Microbiologically, there is more reduction in P. gingivalis and T. forsythia with tetracycline followed by povidone-iodine after 3 months. Significant clinical and microbiological improvement occurred in the group with tetracycline irrigation when compared to povidone-iodine, though both the results were comparable and noteworthy in short-term.
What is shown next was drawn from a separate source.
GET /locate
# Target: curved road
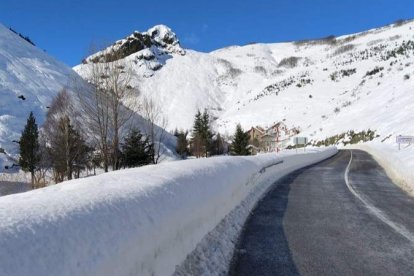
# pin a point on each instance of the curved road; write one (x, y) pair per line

Finally, on detection of microbes in the periodontal pockets using PCR, we arrived at the conclusion that though the clinical parameters improved irrespective of the irrigants, water could not remove P. gingivalis and T. forsythia effectively from periodontal pockets whereas tetracycline and povidone-iodine were effective in partially removing P. gingivalis and T. forsythia from the periodontal pockets.

CONCLUSION

Within the limitations of this study, the following may be concluded regarding the effect of single subgingival irrigation with tetracycline and povidone-iodine:

  • Both tetracycline and povidone-iodine appear to have nearly comparable effects, with tetracycline subgingival irrigation displaying slightly superior effect in comparison to povidone-iodine, when used as subgingival irrigants as an adjunct to nonsurgical periodontal therapy

  • When antimicrobial efficacy of tetracycline was compared with povidone-iodine, tetracycline was found to be much more effective than povidone-iodine against P. gingivalis and T. forsythia, when used as subgingival irrigants as adjuncts to nonsurgical periodontal therapy.

Nevertheless, the results presented herein do not suggest that subgingival irrigation with tetracycline/povidone-iodine can replace nonsurgical periodontal therapy. The results suggest that subgingival irrigation with antimicrobials may be valuable adjuncts to nonsurgical periodontal therapy.

Financial support and sponsorship

The authors thank COLGATE PALMOLIVE INDIA PVT LTD for their financial support to complete this study.

Conflicts of interest

The authors of this manuscript declare that they have no conflicts of interest, real or perceived, financial or non-financial in this article.